Members of the commission shared a long list of ideas at the City Council’s Tuesday work session to improve the city’s role in helping kids perform better in school and stay out of the juvenile justice system. Among them, creating safer spaces for at-risk youth to bond with counselors, providing consistent funding for youth programs, hiring city staff to monitor equity in education and continuing efforts to reduce officer citations issued to students of color.
On the latter point, commission member Moises Prospero offered some praise. The most recent data shared by Salt Lake City police showed student resource officers — the police officers who work in schools — issued 65 citations during the 2019-2020 school year, down from 488 citations in 2013-2014.

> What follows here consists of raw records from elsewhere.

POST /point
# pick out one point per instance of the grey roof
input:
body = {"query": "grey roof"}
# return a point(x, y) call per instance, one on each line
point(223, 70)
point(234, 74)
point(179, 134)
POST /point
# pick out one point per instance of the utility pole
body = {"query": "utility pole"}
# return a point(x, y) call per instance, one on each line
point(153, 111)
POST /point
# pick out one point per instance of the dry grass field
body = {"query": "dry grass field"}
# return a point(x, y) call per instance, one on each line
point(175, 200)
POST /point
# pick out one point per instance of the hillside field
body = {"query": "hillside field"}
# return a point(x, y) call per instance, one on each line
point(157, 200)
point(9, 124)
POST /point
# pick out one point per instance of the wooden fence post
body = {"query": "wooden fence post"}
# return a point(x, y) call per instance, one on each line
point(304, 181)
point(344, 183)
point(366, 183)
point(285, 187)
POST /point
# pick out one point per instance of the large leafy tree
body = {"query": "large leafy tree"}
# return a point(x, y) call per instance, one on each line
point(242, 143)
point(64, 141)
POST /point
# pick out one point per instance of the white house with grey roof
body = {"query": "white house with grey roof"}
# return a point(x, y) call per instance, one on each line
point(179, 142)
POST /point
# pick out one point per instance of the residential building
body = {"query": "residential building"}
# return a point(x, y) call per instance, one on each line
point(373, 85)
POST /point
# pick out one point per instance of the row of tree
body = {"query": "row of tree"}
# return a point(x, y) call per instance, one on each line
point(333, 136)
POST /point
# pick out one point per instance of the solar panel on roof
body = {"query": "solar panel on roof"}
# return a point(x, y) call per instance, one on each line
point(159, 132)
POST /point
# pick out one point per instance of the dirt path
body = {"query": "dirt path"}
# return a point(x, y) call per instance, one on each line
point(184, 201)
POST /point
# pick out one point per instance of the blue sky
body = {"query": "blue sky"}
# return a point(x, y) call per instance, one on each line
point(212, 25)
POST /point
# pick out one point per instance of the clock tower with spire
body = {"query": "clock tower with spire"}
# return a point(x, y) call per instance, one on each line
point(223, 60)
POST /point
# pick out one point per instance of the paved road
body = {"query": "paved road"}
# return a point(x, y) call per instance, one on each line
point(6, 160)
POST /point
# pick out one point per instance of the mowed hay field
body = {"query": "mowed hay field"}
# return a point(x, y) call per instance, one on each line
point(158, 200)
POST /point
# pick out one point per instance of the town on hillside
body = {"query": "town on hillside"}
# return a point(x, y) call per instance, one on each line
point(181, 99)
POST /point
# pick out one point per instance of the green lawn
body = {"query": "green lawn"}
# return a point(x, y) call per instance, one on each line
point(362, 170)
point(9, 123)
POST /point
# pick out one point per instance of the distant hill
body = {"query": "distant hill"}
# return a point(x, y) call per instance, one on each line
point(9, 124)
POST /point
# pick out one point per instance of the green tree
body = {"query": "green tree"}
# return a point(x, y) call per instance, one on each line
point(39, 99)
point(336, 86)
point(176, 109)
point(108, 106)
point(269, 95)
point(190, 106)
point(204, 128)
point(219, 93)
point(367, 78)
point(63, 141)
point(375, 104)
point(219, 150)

“That’s awesome. Basically elementary [school] citations are becoming extinct,” Prospero said.
But Prospero added that students of color continue to receive a disproportionate amount of citations. In city high schools during the 2019-2020 period, for example, Hispanic teens received 20 citations compared to two for non-Hispanic students.
“But again, there was still a lot of great effort in changing that, reducing that,” Prospero said.
Prospero said more work can be done to identify kids at risk of falling into the school-to-prison pipeline.
“Which is where we criminalize regular adolescent behavior and then refer [students] to the juvenile justice system, work through the courts, then from there, as they get deeper into the system, they eventually end up in the adult system,” Prospero said. “We’re trying to stop that as much as possible.”
The commission has recommended moving the police department’s Promising Youth Program, a gang and crime reduction program, to the city’s Youth and Family Services Division to help students feel safer and form better bonds with social workers and advocates. The program is dependent on grant funding, however, which creates uncertainty for the program.
“That soft money could disappear and all of a sudden you lose your staff,” Prospero said. “Worse, you lose the confidence of those youth really believing you’re there for them.”
The commission also recommended improved funding for the city’s peer court, where youth have committed minor crimes work with students from similar ages and backgrounds to show accountability.
“This program has been really great for many students. It gives them an opportunity to safely reflect on their actions and gives them new skills,” said commission member Rogelio Romero-Paredes. “[But] over the past couple years we’ve had issues with getting technology, getting proper training for the students and proper staffing.”